10,000 HEK293T cells per well were seeded in 96-well black-wall plates (Corning). 16–24 hours post-seeding, cells were transfected at approximately 60% confluency with .5 μL of Lipofectamine 2000 according to the manufacturer’s protocols and 100 ng of dCas9–VPR plasmid, 30 ng of GFP reporter plasmid, 15 ng of iRFP plasmid, and 20 ng of sgRNA, pegRNA, or epegRNA plasmid. After three days, cells were measured for GFP and iRFP fluorescence using an Infinite M1000 Pro microplate reader (Tecan). GFP fluorescence was normalized to iRFP fluorescence after subtracting background fluorescence signal from untreated cells.

Terminal deoxynucleotidyl transferase assay.

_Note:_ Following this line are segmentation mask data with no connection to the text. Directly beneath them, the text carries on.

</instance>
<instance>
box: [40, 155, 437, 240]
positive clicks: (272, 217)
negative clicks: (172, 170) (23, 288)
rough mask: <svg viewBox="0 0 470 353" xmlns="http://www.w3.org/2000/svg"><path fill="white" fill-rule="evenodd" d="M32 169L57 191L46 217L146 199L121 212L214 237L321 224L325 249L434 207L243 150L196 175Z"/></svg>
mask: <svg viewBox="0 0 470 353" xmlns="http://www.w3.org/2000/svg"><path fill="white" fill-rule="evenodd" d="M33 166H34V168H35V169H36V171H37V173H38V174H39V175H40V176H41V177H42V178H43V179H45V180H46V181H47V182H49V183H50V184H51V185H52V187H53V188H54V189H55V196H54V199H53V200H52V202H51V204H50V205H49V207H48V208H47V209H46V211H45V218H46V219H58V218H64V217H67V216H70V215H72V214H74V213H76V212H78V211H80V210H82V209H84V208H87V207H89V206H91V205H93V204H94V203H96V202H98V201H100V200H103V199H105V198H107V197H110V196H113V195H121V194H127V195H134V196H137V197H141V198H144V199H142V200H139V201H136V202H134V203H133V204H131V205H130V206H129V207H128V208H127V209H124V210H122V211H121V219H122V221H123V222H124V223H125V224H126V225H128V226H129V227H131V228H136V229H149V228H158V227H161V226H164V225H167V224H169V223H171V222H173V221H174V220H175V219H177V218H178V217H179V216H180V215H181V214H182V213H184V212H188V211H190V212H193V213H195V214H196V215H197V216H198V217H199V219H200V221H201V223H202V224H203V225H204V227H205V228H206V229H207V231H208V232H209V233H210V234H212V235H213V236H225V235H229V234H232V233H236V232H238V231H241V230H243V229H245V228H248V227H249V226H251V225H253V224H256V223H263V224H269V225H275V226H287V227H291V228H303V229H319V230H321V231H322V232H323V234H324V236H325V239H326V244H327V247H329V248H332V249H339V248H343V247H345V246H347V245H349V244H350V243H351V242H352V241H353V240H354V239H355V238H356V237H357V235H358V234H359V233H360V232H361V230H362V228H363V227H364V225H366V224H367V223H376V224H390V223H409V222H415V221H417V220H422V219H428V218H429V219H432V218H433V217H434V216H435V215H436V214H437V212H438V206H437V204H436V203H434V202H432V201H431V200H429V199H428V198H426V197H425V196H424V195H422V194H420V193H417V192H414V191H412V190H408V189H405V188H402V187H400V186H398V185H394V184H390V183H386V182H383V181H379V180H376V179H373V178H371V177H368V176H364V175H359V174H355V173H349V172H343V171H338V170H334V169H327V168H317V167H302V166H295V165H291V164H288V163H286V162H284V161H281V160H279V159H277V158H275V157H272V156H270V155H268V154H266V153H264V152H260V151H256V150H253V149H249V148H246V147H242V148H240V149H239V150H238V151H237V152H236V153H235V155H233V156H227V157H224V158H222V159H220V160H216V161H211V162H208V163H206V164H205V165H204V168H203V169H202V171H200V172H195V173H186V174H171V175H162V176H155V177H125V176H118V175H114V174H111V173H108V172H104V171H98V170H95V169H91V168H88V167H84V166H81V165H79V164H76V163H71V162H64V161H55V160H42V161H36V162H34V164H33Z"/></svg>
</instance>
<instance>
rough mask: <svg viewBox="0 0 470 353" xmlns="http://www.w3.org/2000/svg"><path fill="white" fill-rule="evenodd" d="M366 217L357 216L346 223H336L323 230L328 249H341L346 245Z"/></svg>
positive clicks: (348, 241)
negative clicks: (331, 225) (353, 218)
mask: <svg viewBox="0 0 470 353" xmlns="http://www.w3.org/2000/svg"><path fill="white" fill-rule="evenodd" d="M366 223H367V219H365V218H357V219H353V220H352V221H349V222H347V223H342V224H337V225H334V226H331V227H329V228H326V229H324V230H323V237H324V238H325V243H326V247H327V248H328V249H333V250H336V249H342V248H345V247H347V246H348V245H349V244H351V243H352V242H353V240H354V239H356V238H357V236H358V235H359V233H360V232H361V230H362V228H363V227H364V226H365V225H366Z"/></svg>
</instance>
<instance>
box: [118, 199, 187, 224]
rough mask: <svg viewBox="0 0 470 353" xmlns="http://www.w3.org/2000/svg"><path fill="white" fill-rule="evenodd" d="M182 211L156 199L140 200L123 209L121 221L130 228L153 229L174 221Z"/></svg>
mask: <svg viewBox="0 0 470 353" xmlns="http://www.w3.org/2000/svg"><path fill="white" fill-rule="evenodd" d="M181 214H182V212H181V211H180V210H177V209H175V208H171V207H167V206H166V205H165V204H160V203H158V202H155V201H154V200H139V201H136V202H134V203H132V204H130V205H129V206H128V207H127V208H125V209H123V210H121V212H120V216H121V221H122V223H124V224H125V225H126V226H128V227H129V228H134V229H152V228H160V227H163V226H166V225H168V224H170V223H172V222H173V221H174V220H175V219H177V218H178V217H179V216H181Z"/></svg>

10,000 HEK293T cells per well were seeded in 96-well plates. 16–24 hours post-seeding, cells were transfected at approximately 60% confluency with 0.5 μL of Lipofectamine 2000 according to the manufacturer’s protocols and 200 ng of PE2 plasmid and 40 ng of either pegRNA or epegRNA plasmid. After 24 hr, genomic DNA was isolated from the cells using the Agencourt DNAdvance kit (Beckman Coulter) according to the manufacturer’s instructions. 3′ termini were tailed with guanosine using terminal deoxynucleotidyl transferase (New England Biolabs) according to the manufacturer’s instructions. The samples were then purified again using the Agencourt DNAdvance kit prior to PCR amplification for high-throughput DNA sequencing using a locus-specific forward primer and an oligo-C (C18) reverse primer. Primer sequences are available in Supplemental Table 5. Prime editing intermediates were quantified using a custom python script available in Supplementary Note 3.

Linker design via pegLIT.

To design epegRNA linker sequences, we wrote a custom algorithm, pegRNA Linker Identification Tool, or pegLIT, that searches for linker sequences of a specified length that minimize base pairing with the remainder of the pegRNA. To reduce computing time, this procedure uses simulated annealing to maximize subscores[57], each of which corresponds to a subsequence of the pegRNA: spacer, PBS, template, or scaffold. Accordingly, different linker sequences may be generated for the same epegRNA if the algorithm is run multiple times. During optimization, the higher-scoring linker in any pair of linkers was determined by comparing their discretized subscores in order of the following subsequence priority: spacer, PBS, template, and then scaffold. Each subscore is calculated, using base pair probabilities calculated by ViennaRNA 2.0 (ref. 23) under standard parameters (37 °C, 1 M NaCl, 0.05 M MgCl2), as the complement of the mean probability that a nucleotide in the linker forms a base pair with any nucleotide in the pegRNA subsequence under consideration, where the mean is taken over all bases in the linker. Linker sequences with AC content < 50% and those that would result in a pegRNA containing four of the same nucleotide consecutively are removed from consideration[39,58]. Optionally, the algorithm performs hierarchical agglomerative clustering on the 100 highest-scoring linkers and outputs one linker per cluster in order to promote sequence diversity in the final output. Our Python implementation of pegLIT is publicly accessible at liugroup.us and the code can be found in Supplementary Note 2 or at github.com/sshen8/peglit.

Data availability

High-throughput sequencing data have been deposited to the NCBI Sequence Read Archive database at PRJNA707486. Plasmids encoding select pegRNA expression vectors and golden-gate cloning vectors have been deposited to Addgene for distribution.

Code availability

A Python implementation of pegLIT is publicly accessible at peglit.liugroup.us and the code can be found in Supplementary Note 2 or at github.com/sshen8/peglit.